Resist the temptation to warm up the room "just for a little while", if you get a chill use a blanket or wear a sweater etc.
- María d. says
- Feb 18, 2008 6:39 PM
I have tried to switch all the compact fluorescent from regular incandescent bulbs but, at least in Argentina, incandescent bulbs do not result in water-proof lamps or any appliance which is meant to use outdoors.
- Melissa Dawson Chapman says
- Feb 18, 2008 7:58 AM
CFLs do contain a small amount of mercury, so they cannot be thrown out in the trash (see the related links for disposal information). However, the mercury in CFLs represents a much less significant environmental hazard than incandescent bulbs because CFLs require much less electricity, and more than half of our nation’s electricity is generated by coal-fired power plants—the largest U.S. source of mercury emissions.

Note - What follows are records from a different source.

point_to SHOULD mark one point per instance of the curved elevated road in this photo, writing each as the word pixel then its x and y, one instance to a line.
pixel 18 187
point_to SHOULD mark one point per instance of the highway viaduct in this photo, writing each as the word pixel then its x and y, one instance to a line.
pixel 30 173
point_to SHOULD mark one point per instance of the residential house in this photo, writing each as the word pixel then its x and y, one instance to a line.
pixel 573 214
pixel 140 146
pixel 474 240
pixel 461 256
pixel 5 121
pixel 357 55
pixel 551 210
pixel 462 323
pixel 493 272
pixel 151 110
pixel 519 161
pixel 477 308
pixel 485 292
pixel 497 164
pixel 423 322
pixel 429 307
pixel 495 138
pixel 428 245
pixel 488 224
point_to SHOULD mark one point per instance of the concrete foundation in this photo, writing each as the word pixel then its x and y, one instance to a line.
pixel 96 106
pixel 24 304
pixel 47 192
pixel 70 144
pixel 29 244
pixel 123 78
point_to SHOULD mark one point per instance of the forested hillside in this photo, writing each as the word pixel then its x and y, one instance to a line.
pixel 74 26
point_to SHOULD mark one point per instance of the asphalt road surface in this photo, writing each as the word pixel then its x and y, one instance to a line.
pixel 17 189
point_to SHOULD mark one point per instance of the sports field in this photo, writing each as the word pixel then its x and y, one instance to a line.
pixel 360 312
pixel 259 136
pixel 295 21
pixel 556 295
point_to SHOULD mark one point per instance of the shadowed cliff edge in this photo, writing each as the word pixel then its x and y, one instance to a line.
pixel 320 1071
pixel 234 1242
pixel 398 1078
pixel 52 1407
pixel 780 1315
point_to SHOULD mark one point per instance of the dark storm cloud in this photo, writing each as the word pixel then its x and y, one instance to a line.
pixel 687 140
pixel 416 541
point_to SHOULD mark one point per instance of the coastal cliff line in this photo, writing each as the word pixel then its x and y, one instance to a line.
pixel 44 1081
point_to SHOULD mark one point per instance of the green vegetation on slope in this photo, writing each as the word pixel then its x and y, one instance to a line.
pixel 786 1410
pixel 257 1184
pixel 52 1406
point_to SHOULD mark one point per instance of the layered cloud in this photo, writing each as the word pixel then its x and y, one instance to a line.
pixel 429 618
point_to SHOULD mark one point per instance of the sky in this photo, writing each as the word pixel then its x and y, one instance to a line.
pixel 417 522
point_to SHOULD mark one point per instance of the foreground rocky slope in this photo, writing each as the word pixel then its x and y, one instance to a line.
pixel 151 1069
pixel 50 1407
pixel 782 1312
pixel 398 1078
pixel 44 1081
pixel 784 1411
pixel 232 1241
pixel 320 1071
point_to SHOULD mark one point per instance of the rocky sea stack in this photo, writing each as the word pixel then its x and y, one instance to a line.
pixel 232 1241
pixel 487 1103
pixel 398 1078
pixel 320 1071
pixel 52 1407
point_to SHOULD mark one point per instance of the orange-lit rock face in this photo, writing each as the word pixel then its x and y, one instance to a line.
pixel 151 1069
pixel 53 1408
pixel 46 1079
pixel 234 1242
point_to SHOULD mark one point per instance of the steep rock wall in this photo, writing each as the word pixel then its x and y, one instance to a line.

In other words, the average coal-fired power plant emits only 3.2 milligrams of mercury for each CFL running six hours per day for five years, but emits nearly 15 milligrams of mercury for an incandescent bulb running the same amount of time, according to UCS research. The difference far exceeds the approximately five milligrams present inside a CFL. Properly disposing of CFLs ensures the mercury in them remains contained.
- Melissa Dawson Chapman says
- Feb 18, 2008 7:57 AM
CFLs do contain a small amount of mercury, so they cannot be thrown out in the trash (see the related links for disposal information). However, the mercury in CFLs represents a much less significant environmental hazard than incandescent bulbs because CFLs require much less electricity, and more than half of our nation’s electricity is generated by coal-fired power plants—the largest U.S. source of mercury emissions.
In other words, the average coal-fired power plant emits only 3.2 milligrams of mercury for each CFL running six hours per day for five years, but emits nearly 15 milligrams of mercury for an incandescent bulb running the same amount of time, according to UCS research. The difference far exceeds the approximately five milligrams present inside a CFL. Properly disposing of CFLs ensures the mercury in them remains contained.